Once a monk made a request of Joshu.
“I have just entered the monastery,” he said. “Please give me instructions, Master.”
Joshu said, “Have you had your breakfast?”
“Yes, I have,” replied the monk.
“Then,” said Joshu, “wash your bowls.”
The monk had an insight.

Mumon’s Poem
Because it is so very clear,
It takes longer to come to the realization.

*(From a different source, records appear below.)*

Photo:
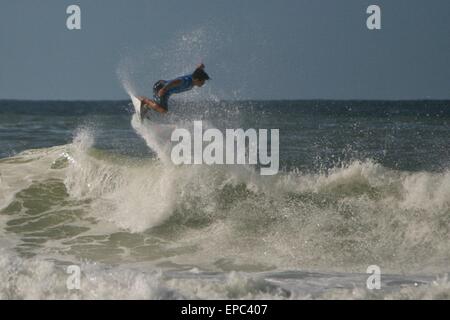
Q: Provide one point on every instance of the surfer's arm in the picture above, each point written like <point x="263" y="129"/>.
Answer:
<point x="171" y="84"/>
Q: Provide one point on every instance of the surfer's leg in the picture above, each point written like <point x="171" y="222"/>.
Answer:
<point x="155" y="106"/>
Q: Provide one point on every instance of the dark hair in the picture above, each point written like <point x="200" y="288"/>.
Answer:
<point x="200" y="74"/>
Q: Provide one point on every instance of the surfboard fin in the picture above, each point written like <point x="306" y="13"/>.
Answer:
<point x="143" y="110"/>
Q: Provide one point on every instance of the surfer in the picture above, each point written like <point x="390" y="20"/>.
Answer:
<point x="163" y="89"/>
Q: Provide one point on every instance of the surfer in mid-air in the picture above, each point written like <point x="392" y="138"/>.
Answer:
<point x="163" y="89"/>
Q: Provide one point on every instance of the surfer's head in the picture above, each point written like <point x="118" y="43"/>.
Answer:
<point x="199" y="77"/>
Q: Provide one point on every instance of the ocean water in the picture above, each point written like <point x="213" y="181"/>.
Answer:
<point x="361" y="183"/>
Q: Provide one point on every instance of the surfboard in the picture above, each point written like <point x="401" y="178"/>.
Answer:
<point x="138" y="106"/>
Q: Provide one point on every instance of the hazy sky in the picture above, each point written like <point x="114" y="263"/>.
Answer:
<point x="256" y="49"/>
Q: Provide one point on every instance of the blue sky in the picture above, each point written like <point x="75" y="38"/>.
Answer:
<point x="252" y="49"/>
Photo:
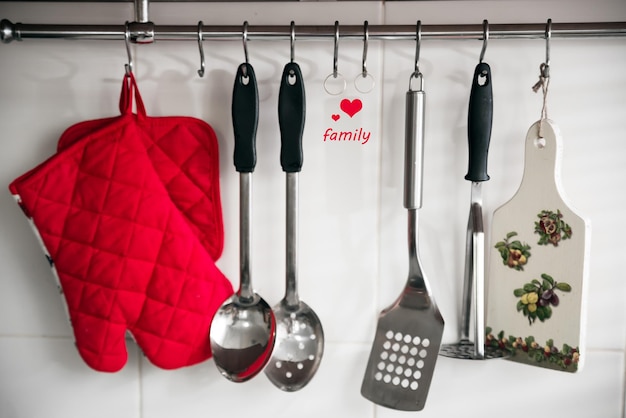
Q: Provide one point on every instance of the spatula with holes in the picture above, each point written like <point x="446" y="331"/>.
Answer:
<point x="409" y="332"/>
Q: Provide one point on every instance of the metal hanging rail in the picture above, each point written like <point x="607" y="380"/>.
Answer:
<point x="146" y="32"/>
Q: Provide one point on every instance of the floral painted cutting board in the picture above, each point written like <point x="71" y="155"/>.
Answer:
<point x="538" y="256"/>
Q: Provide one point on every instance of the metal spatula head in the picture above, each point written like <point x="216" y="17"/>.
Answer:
<point x="404" y="353"/>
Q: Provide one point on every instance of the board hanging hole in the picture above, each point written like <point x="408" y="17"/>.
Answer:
<point x="540" y="143"/>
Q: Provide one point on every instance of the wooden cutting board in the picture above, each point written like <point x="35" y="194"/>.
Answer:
<point x="538" y="257"/>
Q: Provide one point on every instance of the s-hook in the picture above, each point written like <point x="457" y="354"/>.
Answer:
<point x="364" y="82"/>
<point x="129" y="66"/>
<point x="292" y="42"/>
<point x="244" y="38"/>
<point x="335" y="84"/>
<point x="200" y="39"/>
<point x="417" y="74"/>
<point x="544" y="81"/>
<point x="485" y="40"/>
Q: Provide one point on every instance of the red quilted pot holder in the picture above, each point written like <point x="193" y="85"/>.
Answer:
<point x="184" y="153"/>
<point x="125" y="255"/>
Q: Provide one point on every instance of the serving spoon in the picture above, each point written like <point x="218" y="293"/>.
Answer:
<point x="299" y="334"/>
<point x="244" y="328"/>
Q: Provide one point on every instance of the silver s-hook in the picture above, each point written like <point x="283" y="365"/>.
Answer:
<point x="335" y="84"/>
<point x="417" y="74"/>
<point x="366" y="35"/>
<point x="336" y="50"/>
<point x="201" y="48"/>
<point x="548" y="37"/>
<point x="364" y="82"/>
<point x="293" y="40"/>
<point x="418" y="44"/>
<point x="128" y="66"/>
<point x="485" y="39"/>
<point x="244" y="36"/>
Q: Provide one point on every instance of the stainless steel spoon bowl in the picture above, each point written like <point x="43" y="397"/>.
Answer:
<point x="299" y="334"/>
<point x="243" y="329"/>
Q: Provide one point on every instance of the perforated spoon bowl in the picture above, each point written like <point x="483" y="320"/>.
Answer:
<point x="299" y="334"/>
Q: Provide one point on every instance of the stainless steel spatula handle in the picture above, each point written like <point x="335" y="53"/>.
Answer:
<point x="414" y="149"/>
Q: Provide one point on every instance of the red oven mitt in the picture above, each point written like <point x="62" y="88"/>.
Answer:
<point x="184" y="153"/>
<point x="125" y="255"/>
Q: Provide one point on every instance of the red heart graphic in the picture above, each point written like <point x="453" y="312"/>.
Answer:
<point x="351" y="108"/>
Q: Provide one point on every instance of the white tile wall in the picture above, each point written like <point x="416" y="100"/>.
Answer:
<point x="353" y="256"/>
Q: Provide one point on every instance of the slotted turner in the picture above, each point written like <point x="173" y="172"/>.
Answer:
<point x="409" y="332"/>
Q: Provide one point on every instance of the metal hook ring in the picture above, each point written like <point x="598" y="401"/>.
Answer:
<point x="548" y="37"/>
<point x="366" y="35"/>
<point x="418" y="42"/>
<point x="200" y="47"/>
<point x="292" y="40"/>
<point x="129" y="66"/>
<point x="244" y="36"/>
<point x="336" y="50"/>
<point x="416" y="76"/>
<point x="485" y="39"/>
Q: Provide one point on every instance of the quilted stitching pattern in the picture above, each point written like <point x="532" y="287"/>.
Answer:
<point x="126" y="256"/>
<point x="184" y="154"/>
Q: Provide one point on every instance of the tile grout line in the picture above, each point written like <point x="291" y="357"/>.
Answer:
<point x="140" y="384"/>
<point x="381" y="129"/>
<point x="623" y="405"/>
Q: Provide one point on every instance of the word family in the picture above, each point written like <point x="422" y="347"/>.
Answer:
<point x="358" y="135"/>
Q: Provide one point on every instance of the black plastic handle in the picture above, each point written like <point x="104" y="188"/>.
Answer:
<point x="479" y="123"/>
<point x="291" y="111"/>
<point x="245" y="113"/>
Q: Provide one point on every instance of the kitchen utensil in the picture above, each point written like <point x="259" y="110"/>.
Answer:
<point x="409" y="332"/>
<point x="538" y="264"/>
<point x="479" y="135"/>
<point x="244" y="328"/>
<point x="299" y="334"/>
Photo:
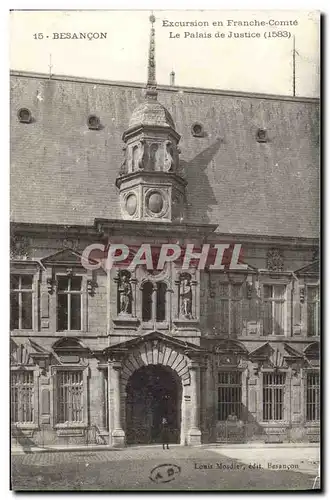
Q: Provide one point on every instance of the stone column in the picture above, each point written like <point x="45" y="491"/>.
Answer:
<point x="194" y="433"/>
<point x="118" y="435"/>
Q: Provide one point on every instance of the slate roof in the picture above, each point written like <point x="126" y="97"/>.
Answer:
<point x="64" y="173"/>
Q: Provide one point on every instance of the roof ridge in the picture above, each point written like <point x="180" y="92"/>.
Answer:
<point x="168" y="88"/>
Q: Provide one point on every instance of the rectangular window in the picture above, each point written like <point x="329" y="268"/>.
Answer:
<point x="21" y="396"/>
<point x="313" y="311"/>
<point x="21" y="302"/>
<point x="274" y="301"/>
<point x="69" y="397"/>
<point x="229" y="395"/>
<point x="236" y="308"/>
<point x="69" y="298"/>
<point x="313" y="397"/>
<point x="230" y="308"/>
<point x="273" y="396"/>
<point x="223" y="304"/>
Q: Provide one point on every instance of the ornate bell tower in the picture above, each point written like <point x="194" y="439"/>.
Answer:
<point x="150" y="185"/>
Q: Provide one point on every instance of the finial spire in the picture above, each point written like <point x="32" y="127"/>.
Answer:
<point x="151" y="90"/>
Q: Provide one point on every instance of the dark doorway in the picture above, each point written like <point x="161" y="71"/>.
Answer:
<point x="153" y="392"/>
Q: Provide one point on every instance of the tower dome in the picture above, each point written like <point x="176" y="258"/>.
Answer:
<point x="151" y="112"/>
<point x="150" y="184"/>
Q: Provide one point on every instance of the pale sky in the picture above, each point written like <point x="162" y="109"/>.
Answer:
<point x="244" y="64"/>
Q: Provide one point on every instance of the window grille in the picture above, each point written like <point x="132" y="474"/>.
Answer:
<point x="229" y="395"/>
<point x="274" y="309"/>
<point x="273" y="396"/>
<point x="69" y="396"/>
<point x="313" y="397"/>
<point x="313" y="311"/>
<point x="21" y="396"/>
<point x="21" y="302"/>
<point x="69" y="298"/>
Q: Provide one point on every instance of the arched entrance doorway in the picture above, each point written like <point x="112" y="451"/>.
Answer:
<point x="153" y="392"/>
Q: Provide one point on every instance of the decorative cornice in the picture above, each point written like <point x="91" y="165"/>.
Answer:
<point x="147" y="228"/>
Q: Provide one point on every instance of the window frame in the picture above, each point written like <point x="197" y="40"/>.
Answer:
<point x="218" y="385"/>
<point x="230" y="300"/>
<point x="35" y="398"/>
<point x="156" y="286"/>
<point x="68" y="294"/>
<point x="54" y="406"/>
<point x="273" y="300"/>
<point x="306" y="373"/>
<point x="317" y="302"/>
<point x="30" y="269"/>
<point x="285" y="388"/>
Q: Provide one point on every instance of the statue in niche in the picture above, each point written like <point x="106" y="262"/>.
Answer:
<point x="142" y="155"/>
<point x="169" y="160"/>
<point x="152" y="157"/>
<point x="122" y="170"/>
<point x="186" y="296"/>
<point x="125" y="294"/>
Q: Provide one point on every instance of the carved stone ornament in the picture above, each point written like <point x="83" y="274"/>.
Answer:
<point x="123" y="166"/>
<point x="274" y="260"/>
<point x="19" y="247"/>
<point x="91" y="287"/>
<point x="142" y="154"/>
<point x="185" y="293"/>
<point x="169" y="160"/>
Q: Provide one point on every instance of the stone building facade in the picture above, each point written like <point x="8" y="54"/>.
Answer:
<point x="102" y="355"/>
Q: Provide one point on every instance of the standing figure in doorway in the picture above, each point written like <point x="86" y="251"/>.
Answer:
<point x="186" y="296"/>
<point x="125" y="295"/>
<point x="165" y="433"/>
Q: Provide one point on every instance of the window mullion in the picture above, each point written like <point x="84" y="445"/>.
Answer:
<point x="69" y="309"/>
<point x="20" y="309"/>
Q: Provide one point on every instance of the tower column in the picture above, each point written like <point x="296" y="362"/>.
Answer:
<point x="194" y="433"/>
<point x="118" y="434"/>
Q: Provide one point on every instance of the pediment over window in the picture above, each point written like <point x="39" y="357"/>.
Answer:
<point x="69" y="344"/>
<point x="312" y="351"/>
<point x="66" y="257"/>
<point x="154" y="337"/>
<point x="312" y="268"/>
<point x="230" y="347"/>
<point x="277" y="355"/>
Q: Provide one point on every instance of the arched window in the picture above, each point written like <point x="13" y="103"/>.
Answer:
<point x="147" y="292"/>
<point x="161" y="302"/>
<point x="154" y="301"/>
<point x="135" y="158"/>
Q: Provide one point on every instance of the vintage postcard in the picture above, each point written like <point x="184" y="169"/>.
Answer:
<point x="164" y="250"/>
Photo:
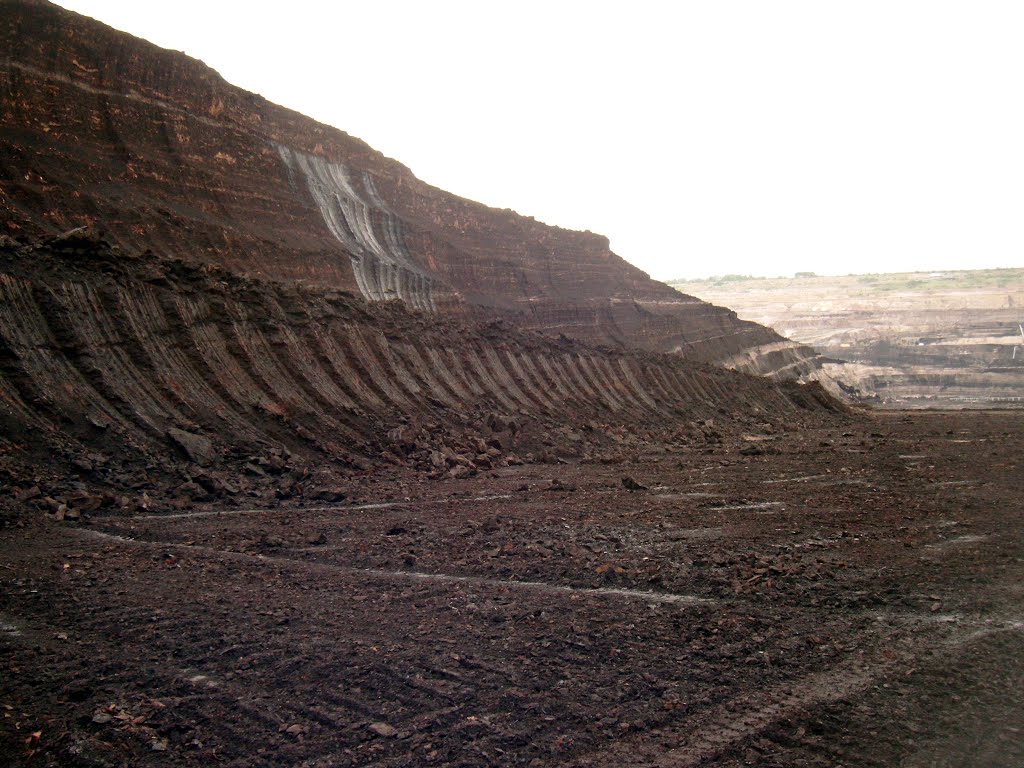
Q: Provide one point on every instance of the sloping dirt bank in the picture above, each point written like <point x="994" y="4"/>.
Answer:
<point x="133" y="382"/>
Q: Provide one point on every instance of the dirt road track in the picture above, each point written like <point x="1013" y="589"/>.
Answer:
<point x="848" y="597"/>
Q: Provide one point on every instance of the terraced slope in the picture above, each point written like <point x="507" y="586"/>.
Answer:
<point x="99" y="128"/>
<point x="128" y="370"/>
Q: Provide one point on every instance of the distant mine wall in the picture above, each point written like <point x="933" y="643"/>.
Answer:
<point x="103" y="349"/>
<point x="102" y="129"/>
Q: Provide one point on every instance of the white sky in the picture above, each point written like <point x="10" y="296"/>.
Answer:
<point x="711" y="137"/>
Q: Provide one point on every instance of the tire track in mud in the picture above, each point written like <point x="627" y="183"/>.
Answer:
<point x="410" y="576"/>
<point x="702" y="737"/>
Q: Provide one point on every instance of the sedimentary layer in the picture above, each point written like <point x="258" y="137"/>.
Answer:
<point x="98" y="128"/>
<point x="118" y="369"/>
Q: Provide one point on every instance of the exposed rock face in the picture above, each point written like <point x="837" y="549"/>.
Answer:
<point x="123" y="370"/>
<point x="103" y="129"/>
<point x="949" y="339"/>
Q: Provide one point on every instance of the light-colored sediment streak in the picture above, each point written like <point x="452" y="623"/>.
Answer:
<point x="372" y="235"/>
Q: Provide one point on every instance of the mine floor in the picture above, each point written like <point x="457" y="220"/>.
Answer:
<point x="850" y="597"/>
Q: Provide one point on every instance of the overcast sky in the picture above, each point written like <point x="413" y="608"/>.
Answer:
<point x="712" y="137"/>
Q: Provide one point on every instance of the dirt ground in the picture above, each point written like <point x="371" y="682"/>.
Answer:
<point x="849" y="596"/>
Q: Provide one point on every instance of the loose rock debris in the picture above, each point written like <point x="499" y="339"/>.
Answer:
<point x="498" y="624"/>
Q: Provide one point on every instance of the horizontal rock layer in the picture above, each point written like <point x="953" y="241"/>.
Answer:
<point x="143" y="358"/>
<point x="102" y="129"/>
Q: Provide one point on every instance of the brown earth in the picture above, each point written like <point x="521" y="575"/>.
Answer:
<point x="949" y="339"/>
<point x="843" y="595"/>
<point x="129" y="381"/>
<point x="101" y="129"/>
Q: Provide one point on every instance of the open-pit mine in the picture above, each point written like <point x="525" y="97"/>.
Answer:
<point x="305" y="462"/>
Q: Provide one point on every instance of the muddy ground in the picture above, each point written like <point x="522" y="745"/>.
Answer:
<point x="843" y="596"/>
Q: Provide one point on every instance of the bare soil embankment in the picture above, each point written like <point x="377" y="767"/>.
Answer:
<point x="907" y="340"/>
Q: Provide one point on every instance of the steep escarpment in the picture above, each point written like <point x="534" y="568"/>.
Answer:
<point x="131" y="373"/>
<point x="102" y="129"/>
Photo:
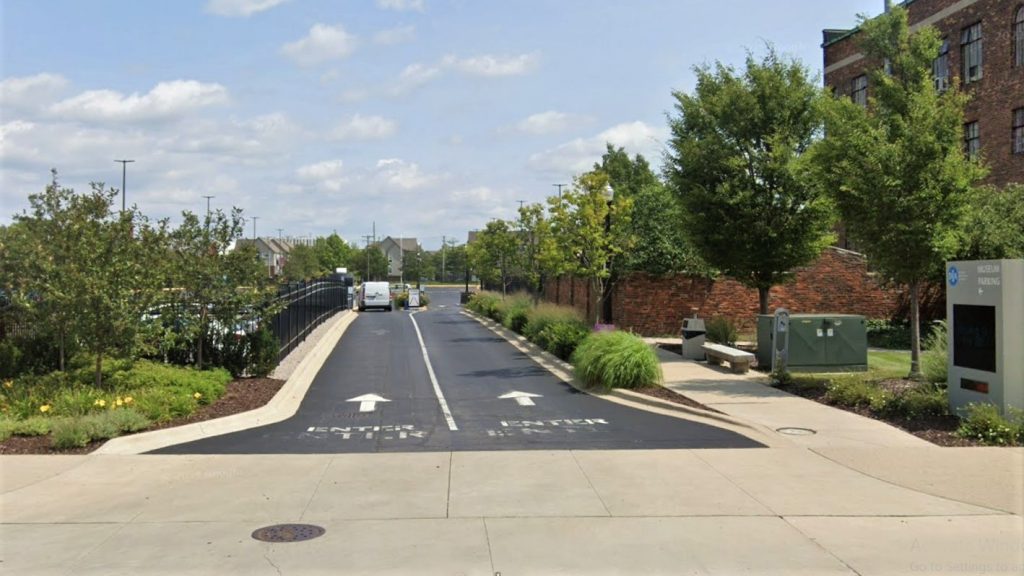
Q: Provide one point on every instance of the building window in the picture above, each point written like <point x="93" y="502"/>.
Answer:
<point x="1018" y="132"/>
<point x="972" y="138"/>
<point x="971" y="52"/>
<point x="858" y="91"/>
<point x="1019" y="37"/>
<point x="940" y="67"/>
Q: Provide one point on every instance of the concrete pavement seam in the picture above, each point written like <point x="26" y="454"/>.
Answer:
<point x="283" y="406"/>
<point x="566" y="373"/>
<point x="918" y="490"/>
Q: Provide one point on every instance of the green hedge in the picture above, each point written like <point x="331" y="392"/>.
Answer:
<point x="616" y="360"/>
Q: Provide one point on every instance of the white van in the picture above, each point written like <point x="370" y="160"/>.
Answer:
<point x="375" y="295"/>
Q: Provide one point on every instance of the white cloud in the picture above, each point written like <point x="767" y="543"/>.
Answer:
<point x="328" y="174"/>
<point x="395" y="36"/>
<point x="324" y="43"/>
<point x="579" y="155"/>
<point x="491" y="66"/>
<point x="240" y="8"/>
<point x="366" y="128"/>
<point x="549" y="122"/>
<point x="165" y="100"/>
<point x="31" y="91"/>
<point x="413" y="77"/>
<point x="401" y="5"/>
<point x="398" y="174"/>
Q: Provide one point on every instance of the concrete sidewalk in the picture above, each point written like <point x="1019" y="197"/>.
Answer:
<point x="846" y="510"/>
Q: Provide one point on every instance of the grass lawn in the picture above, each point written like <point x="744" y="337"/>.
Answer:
<point x="888" y="364"/>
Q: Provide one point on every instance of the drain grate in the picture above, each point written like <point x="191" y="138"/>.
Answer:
<point x="797" y="432"/>
<point x="288" y="533"/>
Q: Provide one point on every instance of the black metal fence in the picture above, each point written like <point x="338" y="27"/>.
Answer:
<point x="307" y="304"/>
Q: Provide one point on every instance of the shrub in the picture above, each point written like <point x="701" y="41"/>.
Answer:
<point x="70" y="433"/>
<point x="721" y="330"/>
<point x="36" y="425"/>
<point x="983" y="422"/>
<point x="263" y="347"/>
<point x="129" y="420"/>
<point x="561" y="338"/>
<point x="616" y="360"/>
<point x="545" y="315"/>
<point x="517" y="311"/>
<point x="7" y="426"/>
<point x="935" y="358"/>
<point x="853" y="392"/>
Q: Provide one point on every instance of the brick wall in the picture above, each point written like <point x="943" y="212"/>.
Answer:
<point x="993" y="98"/>
<point x="838" y="282"/>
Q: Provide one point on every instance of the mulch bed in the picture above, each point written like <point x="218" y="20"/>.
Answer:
<point x="241" y="396"/>
<point x="663" y="393"/>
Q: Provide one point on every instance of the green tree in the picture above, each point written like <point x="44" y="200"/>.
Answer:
<point x="333" y="252"/>
<point x="994" y="225"/>
<point x="897" y="168"/>
<point x="591" y="227"/>
<point x="660" y="245"/>
<point x="734" y="162"/>
<point x="494" y="253"/>
<point x="370" y="263"/>
<point x="302" y="263"/>
<point x="539" y="255"/>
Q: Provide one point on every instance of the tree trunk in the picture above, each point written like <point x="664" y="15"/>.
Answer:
<point x="914" y="331"/>
<point x="60" y="337"/>
<point x="99" y="369"/>
<point x="763" y="294"/>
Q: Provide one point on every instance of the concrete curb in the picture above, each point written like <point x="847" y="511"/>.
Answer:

If you know at once candlelight is fire,
The meal has long been cooked.
-- The Gateless Gate

"I love this koan. I am the student in the midst of my life, waiting for life to happen. I am the teacher pointing to this latte on my desk. I am the bowl that needs washing and the breakfast already eaten. How do we enter our life fully? It is right here. How do we want to live? Can we allow all the joys and sorrows to enliven us? Or do we just go along with all our patterns and habits? People who are dying always remind me: 'I can’t believe I wasn’t here for most of my life.' That’s one of the most common things I hear, and the biggest regrets. Many people have not inhabited their life because they’re just waiting for other moments. Are we waiting for life to happen in the midst of life? How can we give ourselves fully to our lives, moment to moment? Don’t wait. Life is always right here."